Monday, March 12, 2012

On two-year anniversary of the National Export Initiative (NEI), data shows exports support increasing number of jobs

On the two-year anniversary of the signing of the Executive Order creating the National Export Initiative (NEI), the U.S. Department of Commerce today released data showing that jobs supported by U.S. exports increased by 1.2 million between 2009 and 2011. Building on strong growth in 2010, exports supported approximately 9.7 million jobs in 2011 and the value of U.S. exports of goods and services exceeded $2.1 trillion for the first time in U.S. history.

“Two years ago this week, President Obama set an ambitious goal of doubling U.S. exports over five years. The numbers released today show that our exports support an increasing number of American jobs and we simply cannot afford to let up on our efforts to help U.S. businesses build it here and sell it everywhere,” said Commerce Secretary John Bryson. “We must maintain the track record of the past two years and continue to support U.S. companies in selling their goods to the 95 percent of the world’s consumers who live beyond our borders by helping to create opportunities and a level playing field. We know that when American businesses and workers get a fair shot, they can compete and they can win.”

In 2010, President Obama announced his NEI goal of doubling U.S. exports by the end of 2014 to create more good-paying jobs. Through the NEI, the administration is increasing trade advocacy and export promotion efforts, removing barriers and expanding access to markets, and enforcing trade rules. These efforts strengthen our economy and boost job creation. President Obama recently announced a series of efforts to open up markets for American goods and services and level the playing field for American companies.

Efforts to expand markets for American businesses include the U.S.-Korea Trade Agreement that will enter into force this Thursday, March 15, and is expected to increase U.S. exports by approximately $11 billion. The agreement will support tens of thousands of American jobs, while opening up Korea’s $1 trillion economy for America’s workers and businesses.

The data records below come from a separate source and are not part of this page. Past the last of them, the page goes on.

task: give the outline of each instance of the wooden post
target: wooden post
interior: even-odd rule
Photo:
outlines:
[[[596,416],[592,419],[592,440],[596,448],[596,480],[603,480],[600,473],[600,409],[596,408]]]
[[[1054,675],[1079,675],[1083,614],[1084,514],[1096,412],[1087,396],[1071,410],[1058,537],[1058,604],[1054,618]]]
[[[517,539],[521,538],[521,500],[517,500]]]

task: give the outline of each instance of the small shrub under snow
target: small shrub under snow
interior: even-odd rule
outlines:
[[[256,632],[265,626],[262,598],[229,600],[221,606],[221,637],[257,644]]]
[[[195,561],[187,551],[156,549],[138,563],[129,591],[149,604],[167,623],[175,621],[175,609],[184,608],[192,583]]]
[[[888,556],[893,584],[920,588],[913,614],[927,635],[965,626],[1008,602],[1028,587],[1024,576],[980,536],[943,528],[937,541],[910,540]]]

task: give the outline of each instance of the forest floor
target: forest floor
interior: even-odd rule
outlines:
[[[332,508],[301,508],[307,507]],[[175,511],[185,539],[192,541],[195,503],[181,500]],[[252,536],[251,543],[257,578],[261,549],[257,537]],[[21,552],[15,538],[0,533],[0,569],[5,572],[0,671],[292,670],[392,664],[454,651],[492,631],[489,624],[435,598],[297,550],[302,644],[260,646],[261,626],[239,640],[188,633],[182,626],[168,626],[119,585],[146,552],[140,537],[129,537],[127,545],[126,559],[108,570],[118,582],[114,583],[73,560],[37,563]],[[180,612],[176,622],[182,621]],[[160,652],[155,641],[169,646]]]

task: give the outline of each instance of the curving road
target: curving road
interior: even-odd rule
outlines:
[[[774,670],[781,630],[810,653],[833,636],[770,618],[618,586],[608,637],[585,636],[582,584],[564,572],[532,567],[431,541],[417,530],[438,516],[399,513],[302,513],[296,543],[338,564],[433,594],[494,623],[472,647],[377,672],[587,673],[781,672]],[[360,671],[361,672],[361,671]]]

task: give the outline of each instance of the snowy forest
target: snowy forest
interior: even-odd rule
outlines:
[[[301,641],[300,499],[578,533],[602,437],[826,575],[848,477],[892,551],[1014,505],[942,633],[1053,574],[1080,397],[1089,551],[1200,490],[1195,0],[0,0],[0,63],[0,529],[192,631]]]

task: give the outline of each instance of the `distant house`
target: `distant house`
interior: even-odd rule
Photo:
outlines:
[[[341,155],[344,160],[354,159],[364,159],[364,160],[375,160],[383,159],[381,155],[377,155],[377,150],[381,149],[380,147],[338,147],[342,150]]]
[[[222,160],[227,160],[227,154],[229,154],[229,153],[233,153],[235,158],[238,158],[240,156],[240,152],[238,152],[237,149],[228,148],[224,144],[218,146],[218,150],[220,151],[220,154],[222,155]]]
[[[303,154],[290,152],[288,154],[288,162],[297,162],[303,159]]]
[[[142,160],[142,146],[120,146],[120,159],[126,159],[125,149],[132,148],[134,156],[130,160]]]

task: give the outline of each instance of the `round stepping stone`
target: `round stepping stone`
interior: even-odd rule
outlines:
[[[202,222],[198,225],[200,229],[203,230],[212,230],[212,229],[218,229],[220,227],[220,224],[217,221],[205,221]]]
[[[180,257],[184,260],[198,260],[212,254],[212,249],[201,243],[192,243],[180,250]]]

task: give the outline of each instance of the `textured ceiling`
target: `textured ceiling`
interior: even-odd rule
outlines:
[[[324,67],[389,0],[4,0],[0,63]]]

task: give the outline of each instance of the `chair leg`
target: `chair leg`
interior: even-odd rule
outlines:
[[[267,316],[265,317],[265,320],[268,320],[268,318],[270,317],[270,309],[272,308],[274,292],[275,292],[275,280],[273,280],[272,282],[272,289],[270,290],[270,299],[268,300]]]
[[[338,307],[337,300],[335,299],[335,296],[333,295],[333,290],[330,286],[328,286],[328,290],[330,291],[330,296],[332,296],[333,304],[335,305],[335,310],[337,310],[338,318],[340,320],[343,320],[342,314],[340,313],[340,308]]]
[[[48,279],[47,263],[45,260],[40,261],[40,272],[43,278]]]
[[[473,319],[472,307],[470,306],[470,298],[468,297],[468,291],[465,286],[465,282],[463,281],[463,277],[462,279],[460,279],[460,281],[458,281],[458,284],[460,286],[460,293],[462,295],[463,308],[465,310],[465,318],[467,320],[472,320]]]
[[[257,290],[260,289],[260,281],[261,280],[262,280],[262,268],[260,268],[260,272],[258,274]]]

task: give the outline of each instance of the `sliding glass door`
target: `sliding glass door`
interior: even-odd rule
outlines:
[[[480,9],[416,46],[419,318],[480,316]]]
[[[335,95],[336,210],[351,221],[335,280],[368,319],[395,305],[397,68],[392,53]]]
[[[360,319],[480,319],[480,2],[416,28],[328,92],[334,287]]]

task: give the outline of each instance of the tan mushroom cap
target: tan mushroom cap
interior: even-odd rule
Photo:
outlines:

Since the beginning of the NEI, the Commerce Department has taken a number of steps to help U.S. companies export globally and create jobs locally. Some examples include:

  • The Commerce Department’s International Trade Administration’s (ITA) has assisted more than 9,200 U.S. companies record an export success, supporting more than $100 billion in exports. In 2011 alone, nearly 6,000 American companies–including 3,000 small- and medium-sized enterprises–were able to export for the first time or increase their exports to new markets. These successes were achieved through advocacy work, trade missions, and foreign trade shows, among other efforts
  • The administration is also expanding the depth and breadth of partnerships to improve trade advocacy and export promotion efforts–a stated goal for the NEI. These strategic partnerships with several leading U.S. organizations (including FedEx, UPS, the National Association of Manufacturers and the U.S. Postal Service) help U.S. businesses take advantage of these new opportunities for growth. To date, the Commerce Department's private sector partners have reached out to more than 25,000 of their client companies and more than 1000 US companies have requested assistance in entering new markets.
  • The Commerce Department’s Advocacy Center helped hundreds of U.S. companies–small, medium and large enterprises–in various industry sectors win government contracts across the globe. Since the launch of the National Export Initiative in 2009, the Advocacy Center has increased its caseload 52 percent and has helped U.S. companies win 145 projects.
  • The administration recently launched BusinessUSA, a virtual one-stop shop that makes it easier for America’s businesses to access the services and information they need to help them grow, hire and export. BusinessUSA implements a “no wrong door” policy for small businesses and exporters by using technology to quickly connect businesses to the services and information relevant to them, regardless of where the information is located. Last month, the Commerce Department launched a $10,000 “app challenge” calling on app developers to find innovative ways to help businesses by improving the delivery of the BusinessUSA website tools to the business community.
  • Last month, President Obama signed an Executive Order creating a new Interagency Trade Enforcement Center (ITEC), a center that will significantly enhance the administration’s capabilities to aggressively challenge unfair trade practices around the world, including in China. The Commerce Department and the Office of the U.S. Trade Representative are leading this “whole-government” approach to getting tough on trade enforcement by monitoring and enforcing U.S. rights under international and domestic trade rules and countering unfair subsidies that tilt the global market against U.S. firms. The two agencies are working across the federal government to coordinate resources and ramp up efforts this year.